I turned the car into the woods and it started raining again. The drops were loud like crackers on the roof of the car. I started looking around in the trees, drops falling in already mellowed soil like.. like.. like water does in mud, you know. I stopped the car and looked at her.
“Is this the place?” She asked.
“Oh.” She was sad. Even though her expressions didn’t change. I mean they couldn’t, right? She was dead. But I knew in her voice that she was sad. She didn’t want to go.
“I will keep coming to visit you.”
“No, you won’t.”
I didn’t say anything. I opened the door and went out. I took out the spade from the trunk and started digging in the ground. It didn’t take much time. The soil was soft already. I helped her coming out of the car and lay her on the ground right beside the hole I had dug for her.
“Hey.” Those drowsy needy eyes.
“Make love to me. Please. One last time.”

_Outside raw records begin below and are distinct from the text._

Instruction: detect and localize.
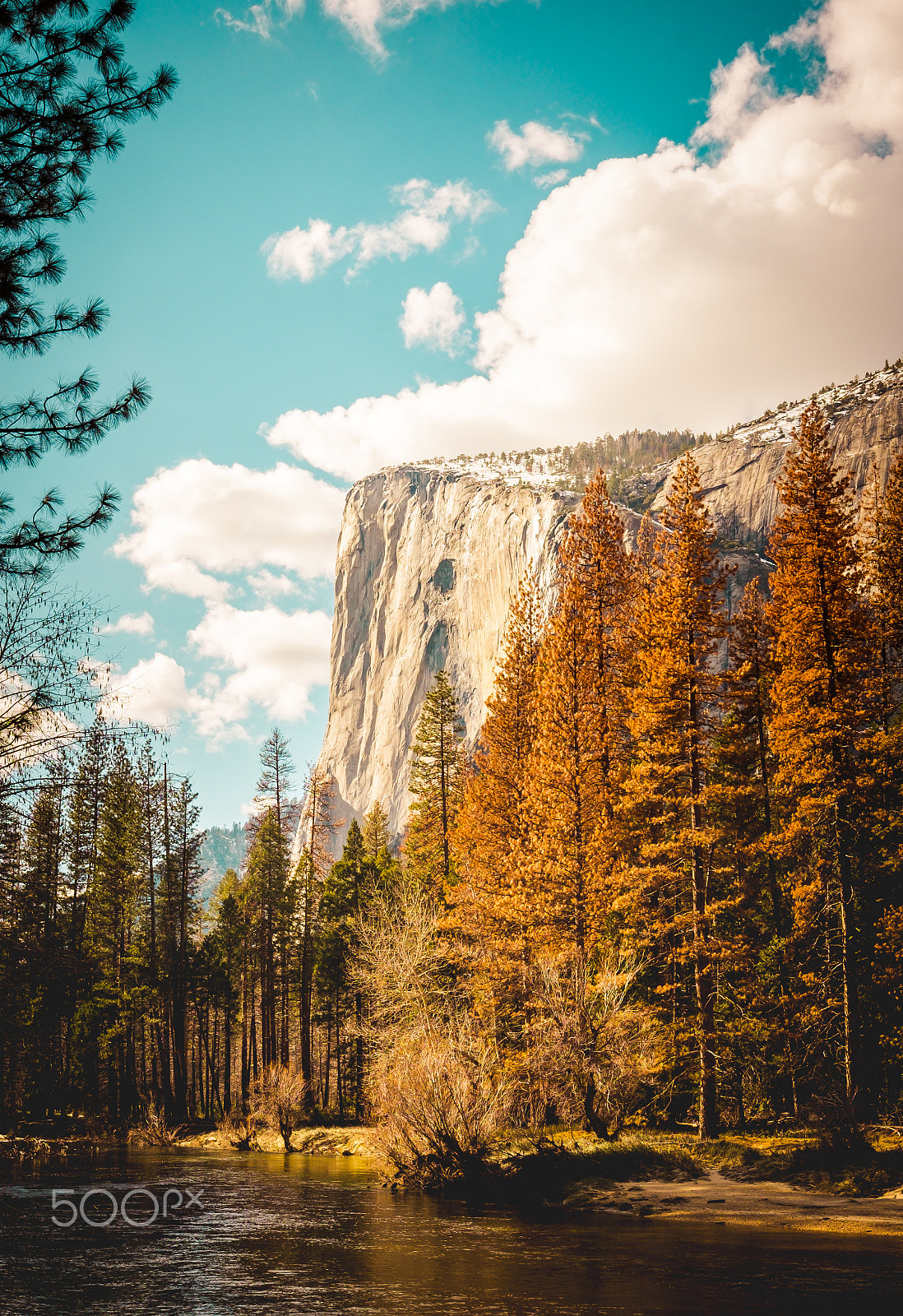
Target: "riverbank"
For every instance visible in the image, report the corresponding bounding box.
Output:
[173,1127,379,1156]
[7,1127,903,1235]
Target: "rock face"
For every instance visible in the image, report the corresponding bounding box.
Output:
[320,466,579,833]
[624,379,903,553]
[320,370,903,836]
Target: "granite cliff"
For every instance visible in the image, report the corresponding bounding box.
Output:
[313,367,903,834]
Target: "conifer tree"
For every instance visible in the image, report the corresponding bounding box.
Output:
[0,0,178,574]
[623,452,725,1138]
[295,765,341,1110]
[524,474,631,957]
[361,800,391,860]
[770,404,874,1101]
[453,570,544,971]
[88,741,142,1120]
[404,671,465,903]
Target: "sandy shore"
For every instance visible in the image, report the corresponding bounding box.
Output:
[562,1170,903,1235]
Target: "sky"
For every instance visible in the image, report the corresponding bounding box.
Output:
[14,0,903,824]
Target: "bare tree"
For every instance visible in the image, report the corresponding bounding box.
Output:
[526,956,660,1138]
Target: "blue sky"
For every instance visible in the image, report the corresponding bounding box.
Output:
[16,0,903,822]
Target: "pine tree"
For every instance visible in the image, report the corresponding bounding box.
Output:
[295,765,341,1110]
[770,404,874,1101]
[453,572,544,979]
[361,800,391,860]
[524,474,631,958]
[88,741,142,1120]
[623,452,725,1138]
[0,0,178,574]
[404,671,465,903]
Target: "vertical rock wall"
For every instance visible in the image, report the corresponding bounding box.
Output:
[320,466,578,833]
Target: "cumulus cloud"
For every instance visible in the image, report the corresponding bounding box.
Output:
[90,603,331,745]
[399,283,465,357]
[215,0,505,59]
[110,458,345,745]
[97,612,154,636]
[92,653,204,729]
[188,603,331,741]
[261,178,493,283]
[533,169,570,188]
[213,0,304,41]
[486,118,587,173]
[113,458,345,600]
[267,0,903,478]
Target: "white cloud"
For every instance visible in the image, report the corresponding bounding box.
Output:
[486,118,587,171]
[248,568,298,599]
[399,283,465,357]
[113,458,345,599]
[267,0,903,478]
[215,0,505,59]
[213,0,304,41]
[97,612,154,636]
[188,603,331,739]
[533,169,570,187]
[92,653,202,729]
[90,603,331,745]
[261,178,493,283]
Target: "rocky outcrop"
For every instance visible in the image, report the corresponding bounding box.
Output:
[320,368,903,834]
[623,373,903,553]
[320,466,579,833]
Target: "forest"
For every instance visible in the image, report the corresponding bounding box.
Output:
[0,404,903,1179]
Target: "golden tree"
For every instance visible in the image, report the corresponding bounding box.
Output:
[771,404,874,1099]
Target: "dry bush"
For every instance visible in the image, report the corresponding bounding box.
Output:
[129,1101,187,1147]
[358,873,512,1187]
[524,956,660,1137]
[251,1064,304,1152]
[373,1018,513,1189]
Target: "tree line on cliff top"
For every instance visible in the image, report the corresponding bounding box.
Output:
[0,395,903,1158]
[384,405,903,1150]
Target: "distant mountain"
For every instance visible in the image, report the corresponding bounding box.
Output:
[310,359,903,842]
[199,822,245,906]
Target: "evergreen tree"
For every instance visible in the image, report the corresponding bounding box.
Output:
[526,474,632,958]
[623,452,725,1138]
[0,0,176,574]
[361,800,391,860]
[404,671,465,903]
[295,765,341,1110]
[87,741,142,1121]
[453,572,544,989]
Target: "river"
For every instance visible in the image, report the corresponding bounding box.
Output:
[0,1149,903,1316]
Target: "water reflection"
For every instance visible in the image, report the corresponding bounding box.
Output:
[0,1150,903,1316]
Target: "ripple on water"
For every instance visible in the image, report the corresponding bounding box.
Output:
[0,1149,903,1316]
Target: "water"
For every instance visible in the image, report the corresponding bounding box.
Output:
[0,1150,903,1316]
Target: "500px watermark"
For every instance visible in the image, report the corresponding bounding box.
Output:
[50,1189,204,1229]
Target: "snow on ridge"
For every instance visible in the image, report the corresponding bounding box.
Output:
[376,359,903,492]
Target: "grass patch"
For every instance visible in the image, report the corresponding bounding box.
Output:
[699,1136,903,1198]
[499,1134,706,1202]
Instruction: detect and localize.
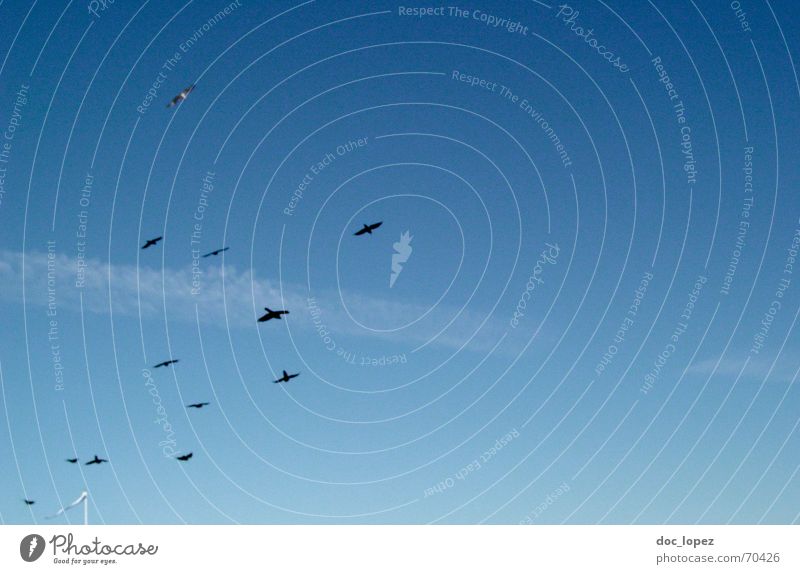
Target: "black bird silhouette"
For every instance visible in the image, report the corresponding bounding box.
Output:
[353,221,383,235]
[142,237,164,249]
[203,247,230,257]
[167,84,194,108]
[272,371,300,383]
[258,307,289,323]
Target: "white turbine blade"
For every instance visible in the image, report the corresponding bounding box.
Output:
[45,492,89,519]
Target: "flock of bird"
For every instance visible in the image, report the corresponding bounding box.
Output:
[23,85,383,506]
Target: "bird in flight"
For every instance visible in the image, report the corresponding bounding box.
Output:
[167,84,194,108]
[258,307,289,323]
[203,247,230,257]
[272,371,300,383]
[353,221,383,235]
[142,237,164,249]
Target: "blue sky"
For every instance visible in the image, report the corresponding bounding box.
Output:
[0,0,800,524]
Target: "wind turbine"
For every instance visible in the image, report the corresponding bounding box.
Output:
[45,496,89,525]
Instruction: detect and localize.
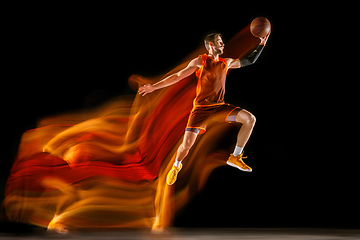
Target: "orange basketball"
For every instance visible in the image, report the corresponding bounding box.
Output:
[250,17,271,38]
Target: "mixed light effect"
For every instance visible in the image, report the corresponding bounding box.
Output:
[3,23,259,231]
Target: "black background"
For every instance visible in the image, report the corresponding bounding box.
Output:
[1,1,359,228]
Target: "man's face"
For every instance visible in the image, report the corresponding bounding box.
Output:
[214,36,225,55]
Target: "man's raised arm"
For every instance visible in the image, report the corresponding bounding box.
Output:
[138,57,201,96]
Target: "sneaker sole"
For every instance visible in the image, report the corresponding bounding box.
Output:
[226,161,252,172]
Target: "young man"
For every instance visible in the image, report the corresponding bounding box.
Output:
[138,33,270,185]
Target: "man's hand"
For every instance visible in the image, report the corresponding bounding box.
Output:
[260,31,271,46]
[138,84,155,96]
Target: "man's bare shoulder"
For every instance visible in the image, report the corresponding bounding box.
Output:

I don’t know why she even said that. We had made love just before leaving. I nodded slowly and we made love. When I stood up back over her, there were tears flowing down her eyes. I closed them. I stood there watching her for some time but she didn’t open them back. Then, I slid her slowly into the hole and filled it with mud.
The man who had introduced himself as the head of this police station stares at me like I am an alien. He turns his head to the other man in uniform sitting beside him and looks back at me. I slide my cuffed hands towards his on the table between us. He is not sweating but I can smell it on him. Both of them. Surprising. It isn’t that hot here.
“This is it.” I say. “That’s what happened.”
He doesn’t say anything.
“What?” I ask.
“Nothing.” The same stare. “So, why did you murder her?”
I lower my head and shake it slowly but even before I can say something, the other man, the one who had arrested me for speeding, he presses his thigh slowly.
“I mean.” He presses his lips and speaks again. “Why did you take her life?”
“Hmm.” I smile and look straight at him. “That, sir, is one unbelievable story. Trust me.” I start laughing. “You.. you won’t believe it.”